Unification Church founder was close to Abe’s grandfather: former president
The former Unification Church president said on Tuesday that its founder enjoys a close relationship with the grandfather and father of former Prime Minister Shinzo Abe, amid growing public scrutiny of the church over Abe’s murder and his attacker’s grudge against the church group. .
Kwak Chung Hwan held a press conference in Seoul, following media reports on the perpetrator’s motive that his mother’s church donations had ruined his family’s finances and he believed the Abe’s grandfather had invited the church to Japan from South Korea.
Kwak Chung Hwan, former president of the Unification Church, speaks during a press conference in Seoul on July 19, 2022. (Kyodo)
Responding to a question about the relationship between the religious group and Japan’s ruling Liberal Democratic Party, Kwak said, “President Sun Myung Moon (of the church) was close to former Japanese Prime Minister Nobusuke Kishi.” , Abe’s grandfather.
The former president and former number 2 of the Federation of Families for World Peace and Unification, widely known as the Unification Church, added that he knew that Moon, the founder of the church , was also close to Abe’s father, former Japanese foreign minister Shintaro. Abbe.
Kwak said political leaders in Japan in the 1960s to 1970s were concerned about leftist movements in the country.
Around this time, Moon published his anti-communist theory which impressed Japanese political leaders, the former president said.
“Donations from Japan have greatly contributed to Moon’s activities around the world,” he also said.
Kwak, who split from the church around 2009 according to media reports, criticized the current leadership of the religious group.
“I feel a deep responsibility (for the attack on Abe) because I heard that the motive of the attacker was associated with a grudge against donations (at the church),” he said.
The attacker, Tetsuya Yamagami, was arrested after he shot Abe during a street speech in the western city of Nara on July 8. Yamagami’s uncle said the man’s mother donated about 100 million yen ($720,000) in total to the Unification Church.

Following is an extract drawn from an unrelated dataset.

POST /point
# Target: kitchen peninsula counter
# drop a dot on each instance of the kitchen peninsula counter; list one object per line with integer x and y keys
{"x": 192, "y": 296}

The church, founded in South Korea in 1954 by Moon and known for its group weddings, has a controversial reputation in Japan, where it claims to have around 600,000 worshippers.
Meanwhile, Yamagami, 41, said he believed he would be dead by the end of July because he had run out of money and had tried to kill Abe before then, according to reports. investigators.
He was at least 600,000 yen ($4,353) in debt, although his bank account contained some 200,000 yen as of July 8 when he shot Japan’s longest-serving leader in the street using a homemade weapon, said investigators.